Курреев неторопливо прожевал кусочек, второй, завернул чурек в бумагу, стряхнул крошки с брюк. Заметив укоризненный взгляд Таганова, тихо произнес:

— Я что-то сделал не так, Ашир?..

— Забыл, как свят хлеб в народе? Какой же туркмен хлеб под себя бросит? Пусть даже крошки. Забыл притчу старого Аннамурата-ага? Про чабана, обронившего в песок кусочек хлеба. Как долго искал… Да и мудрено отыскать, песок ведь. А дело было под вечер. Чабан заприметил то место, воткнул, как вешку, свой посох, чтобы с рассветом поискать снова. Утром — хоть и далеко уходил, но вернулся, а там, видит, — посох, воткнутый в песок, стал золотым.

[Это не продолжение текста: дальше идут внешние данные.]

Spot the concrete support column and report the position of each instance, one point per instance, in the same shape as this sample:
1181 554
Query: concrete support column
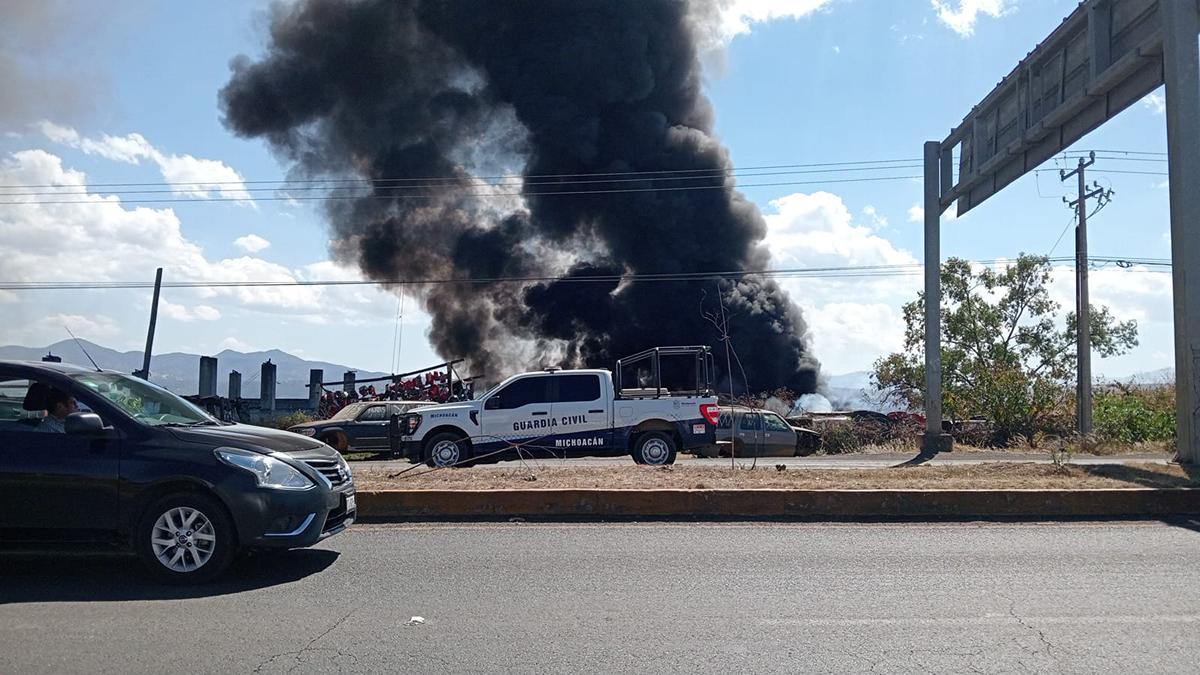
934 440
1181 67
267 392
316 376
208 376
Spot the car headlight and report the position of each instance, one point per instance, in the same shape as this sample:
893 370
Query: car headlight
268 471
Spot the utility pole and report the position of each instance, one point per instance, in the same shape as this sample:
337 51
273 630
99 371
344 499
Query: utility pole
144 374
1083 309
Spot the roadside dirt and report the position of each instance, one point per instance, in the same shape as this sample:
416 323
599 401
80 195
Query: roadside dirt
983 476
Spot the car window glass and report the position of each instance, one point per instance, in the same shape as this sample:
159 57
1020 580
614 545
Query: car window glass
12 395
525 392
573 388
774 423
373 413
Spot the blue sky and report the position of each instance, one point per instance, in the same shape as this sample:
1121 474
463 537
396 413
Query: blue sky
811 82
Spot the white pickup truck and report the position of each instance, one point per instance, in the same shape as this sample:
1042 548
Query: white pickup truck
556 413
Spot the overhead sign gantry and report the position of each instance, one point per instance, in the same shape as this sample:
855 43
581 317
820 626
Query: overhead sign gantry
1107 55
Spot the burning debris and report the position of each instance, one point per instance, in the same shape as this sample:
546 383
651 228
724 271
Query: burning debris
425 102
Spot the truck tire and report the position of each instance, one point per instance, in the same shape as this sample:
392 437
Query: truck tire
447 449
654 448
186 538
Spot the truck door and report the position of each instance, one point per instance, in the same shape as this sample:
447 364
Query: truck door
778 437
750 434
520 413
581 412
370 430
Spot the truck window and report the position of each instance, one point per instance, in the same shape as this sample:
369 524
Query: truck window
573 388
525 392
774 423
373 413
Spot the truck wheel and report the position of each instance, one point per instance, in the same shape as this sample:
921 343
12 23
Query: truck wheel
654 448
447 449
186 538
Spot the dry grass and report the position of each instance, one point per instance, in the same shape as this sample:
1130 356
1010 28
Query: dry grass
983 476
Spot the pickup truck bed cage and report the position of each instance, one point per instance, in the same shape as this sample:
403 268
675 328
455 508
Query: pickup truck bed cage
647 377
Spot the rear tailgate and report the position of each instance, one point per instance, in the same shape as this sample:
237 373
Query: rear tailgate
696 420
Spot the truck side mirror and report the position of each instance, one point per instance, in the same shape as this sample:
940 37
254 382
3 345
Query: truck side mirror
83 424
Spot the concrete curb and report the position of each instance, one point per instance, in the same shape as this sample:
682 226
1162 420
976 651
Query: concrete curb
391 506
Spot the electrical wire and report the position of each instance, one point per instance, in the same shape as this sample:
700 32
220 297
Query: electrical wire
910 269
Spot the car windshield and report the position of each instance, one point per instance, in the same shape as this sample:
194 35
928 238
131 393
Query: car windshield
349 412
149 404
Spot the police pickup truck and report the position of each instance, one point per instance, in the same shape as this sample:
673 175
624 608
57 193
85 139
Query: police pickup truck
659 402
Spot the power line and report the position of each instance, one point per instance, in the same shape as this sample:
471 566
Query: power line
460 184
907 269
445 178
546 193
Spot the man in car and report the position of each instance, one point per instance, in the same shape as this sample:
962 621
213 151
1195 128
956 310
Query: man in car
58 405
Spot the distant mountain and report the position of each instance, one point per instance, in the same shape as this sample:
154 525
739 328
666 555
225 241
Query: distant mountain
180 372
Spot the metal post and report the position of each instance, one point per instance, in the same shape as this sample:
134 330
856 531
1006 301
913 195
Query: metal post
267 388
934 440
1181 67
208 386
234 386
144 374
1083 314
316 376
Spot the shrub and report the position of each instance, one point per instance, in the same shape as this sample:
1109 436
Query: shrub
286 420
1134 414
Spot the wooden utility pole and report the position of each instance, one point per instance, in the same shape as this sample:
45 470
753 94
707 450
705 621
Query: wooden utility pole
1083 308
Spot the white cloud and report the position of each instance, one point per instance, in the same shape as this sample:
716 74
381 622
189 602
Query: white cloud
251 243
189 314
739 16
1156 102
879 220
961 19
237 345
100 239
187 175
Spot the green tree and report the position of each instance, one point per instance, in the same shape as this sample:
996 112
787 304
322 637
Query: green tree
1006 353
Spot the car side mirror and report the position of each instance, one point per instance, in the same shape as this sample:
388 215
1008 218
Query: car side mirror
83 424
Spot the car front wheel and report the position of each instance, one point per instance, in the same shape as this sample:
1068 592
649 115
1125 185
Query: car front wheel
654 448
186 538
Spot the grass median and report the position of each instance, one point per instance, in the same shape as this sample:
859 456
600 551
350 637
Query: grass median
1000 476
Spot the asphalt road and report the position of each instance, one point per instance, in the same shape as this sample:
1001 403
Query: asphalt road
645 598
831 461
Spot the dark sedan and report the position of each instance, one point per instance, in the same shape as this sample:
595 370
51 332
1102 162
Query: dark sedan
360 426
90 457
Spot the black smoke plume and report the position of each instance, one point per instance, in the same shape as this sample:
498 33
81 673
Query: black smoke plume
433 99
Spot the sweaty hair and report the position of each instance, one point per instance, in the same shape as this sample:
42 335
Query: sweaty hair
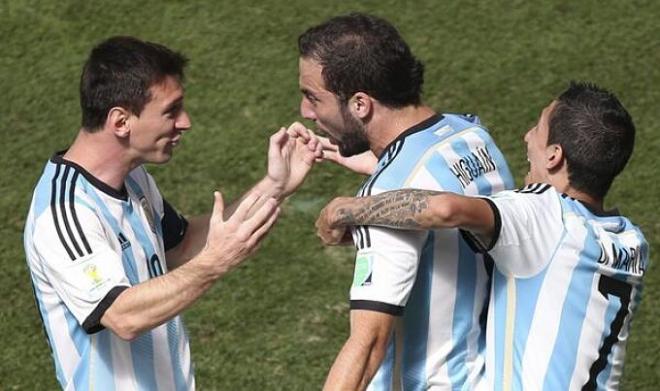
364 53
119 72
596 134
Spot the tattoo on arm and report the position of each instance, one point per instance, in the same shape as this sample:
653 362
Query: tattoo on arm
396 209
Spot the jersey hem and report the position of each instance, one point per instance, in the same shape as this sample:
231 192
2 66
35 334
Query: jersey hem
92 323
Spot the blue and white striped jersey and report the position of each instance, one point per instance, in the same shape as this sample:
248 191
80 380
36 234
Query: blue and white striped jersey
431 280
566 284
85 243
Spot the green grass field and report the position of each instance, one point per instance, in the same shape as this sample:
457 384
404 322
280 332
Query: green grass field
277 322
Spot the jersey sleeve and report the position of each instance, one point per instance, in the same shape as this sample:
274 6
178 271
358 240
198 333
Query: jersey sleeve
530 228
385 268
81 261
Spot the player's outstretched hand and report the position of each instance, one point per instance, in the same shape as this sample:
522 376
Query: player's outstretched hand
330 231
364 163
232 240
291 154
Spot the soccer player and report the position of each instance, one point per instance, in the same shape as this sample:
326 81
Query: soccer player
568 274
111 261
417 297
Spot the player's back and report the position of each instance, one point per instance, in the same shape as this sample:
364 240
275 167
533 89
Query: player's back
435 283
560 318
85 243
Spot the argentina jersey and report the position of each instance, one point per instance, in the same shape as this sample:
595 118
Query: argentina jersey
85 244
432 281
566 284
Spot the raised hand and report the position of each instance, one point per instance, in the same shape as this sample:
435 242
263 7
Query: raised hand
364 163
232 240
291 154
328 229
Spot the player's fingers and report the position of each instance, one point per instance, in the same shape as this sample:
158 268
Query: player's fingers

— Вспомнил, Ашир… Да. Я жил среди таких, кто по-людски и хлеба не ел, а если и ел, то не знал ему цены. — Курреев опустился на колени, подобрал с пола хлебные крошки.

— Надеюсь, ты помнишь хорошо? Двадцать восьмой год. Я напомню тебе… Иран, старый караван-сарай в горах. Твоя первая встреча с Вилли Мадером. Так в какую националистическую организацию ты вступил тогда по его совету?